Jusqu’à présent, les négociants en pétrole ont réagi avec prudence. Le brut WTI a glissé de 1,3% à 85,93 dollars le baril lundi. Le Brent a cédé 1,87% à 93,22$ alors que les marchés attendaient les détails des sanctions plutôt que de réagir aux discours.
Bessent affirme que les commerçants ont mal interprété la campagne. Il suggère qu’une pression économique maximale réduit les chances d’une escalade militaire plutôt que de les augmenter.
Un marché obligataire déjà sous tension
Cette pression s’exerce sur un marché obligataire qui était fragile avant que les frais d’Ormuz n’entrent dans la conversation. Le rendement du Trésor à 30 ans s'est négocié à près de 5,3 % jusqu'en août. Il s’agit de son plus haut niveau depuis 2007, alors que l’inflation persistante et le déficit fédéral croissant font grimper les rendements.
La dette du gouvernement américain a désormais franchi la barre des 40 000 milliards de dollars, intensifiant ainsi la surveillance des besoins d'emprunt de Washington. La hausse des rendements à long terme accroît également les coûts de financement de l'État. Cette boucle de rétroaction rend plus difficile la réduction des tensions budgétaires.

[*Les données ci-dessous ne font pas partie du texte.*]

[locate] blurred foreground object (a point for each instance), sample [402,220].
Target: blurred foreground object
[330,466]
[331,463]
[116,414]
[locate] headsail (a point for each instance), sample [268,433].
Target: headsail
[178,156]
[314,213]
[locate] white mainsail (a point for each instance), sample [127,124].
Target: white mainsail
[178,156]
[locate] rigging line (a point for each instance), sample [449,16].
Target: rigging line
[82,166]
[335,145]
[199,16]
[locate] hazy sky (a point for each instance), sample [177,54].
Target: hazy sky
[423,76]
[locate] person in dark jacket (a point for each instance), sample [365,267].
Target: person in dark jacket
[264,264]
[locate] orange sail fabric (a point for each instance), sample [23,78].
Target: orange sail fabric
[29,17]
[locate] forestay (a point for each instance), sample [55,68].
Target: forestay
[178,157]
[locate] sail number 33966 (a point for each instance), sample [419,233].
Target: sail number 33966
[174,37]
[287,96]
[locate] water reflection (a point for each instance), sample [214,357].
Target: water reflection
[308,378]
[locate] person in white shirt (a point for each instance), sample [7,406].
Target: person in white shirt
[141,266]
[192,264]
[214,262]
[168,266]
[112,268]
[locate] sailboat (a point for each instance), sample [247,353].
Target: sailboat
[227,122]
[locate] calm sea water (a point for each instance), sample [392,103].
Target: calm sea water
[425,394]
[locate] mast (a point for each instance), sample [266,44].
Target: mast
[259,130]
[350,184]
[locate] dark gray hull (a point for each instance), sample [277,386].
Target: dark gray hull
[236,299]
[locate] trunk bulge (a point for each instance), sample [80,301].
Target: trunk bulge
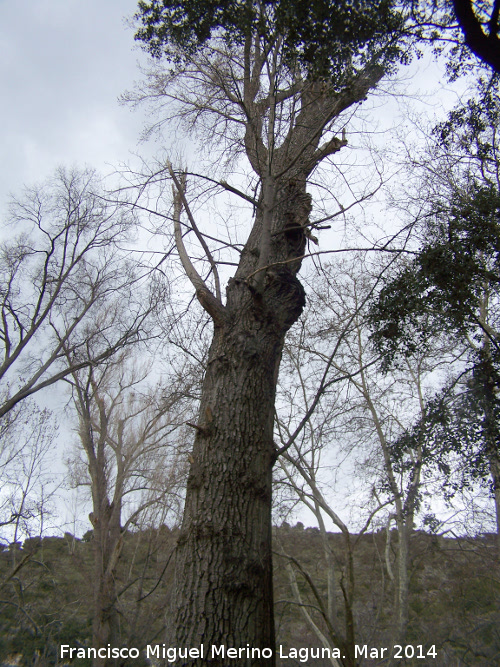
[224,563]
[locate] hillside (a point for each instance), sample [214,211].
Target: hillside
[454,596]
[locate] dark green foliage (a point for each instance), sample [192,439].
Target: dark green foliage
[321,37]
[439,290]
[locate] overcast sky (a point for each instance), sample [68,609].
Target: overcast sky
[63,64]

Les prix élevés du pétrole aggravent le problème. Les coûts de l’énergie alimentent directement l’inflation, ce qui laisse moins de marge de manœuvre à la Réserve fédérale pour réduire les taux. Une pression soutenue à ce point d’étranglement mettrait à l’épreuve les marchés obligataires. Ils devraient absorber un autre choc d’offre en plus des tensions budgétaires existantes.
Ce qui vient ensuite
La conférence de presse de Bessent lundi devrait détailler des objectifs spécifiques. Une question clé est de savoir si les sanctions s’étendront à la Chine, qui achète plus de 80 % des exportations pétrolières iraniennes. Des sanctions visant directement les acheteurs chinois auraient beaucoup plus de poids pour les marchés américains que des mesures contre l’Iran seules.
Le parlement iranien doit encore finaliser la législation sur les frais. L’intensification des contre-mesures de Téhéran parallèlement aux sanctions de Washington pourrait déterminer la suite des événements. Cette impasse pourrait rester rhétorique ou devenir un véritable test pour l’offre de pétrole et le marché obligataire.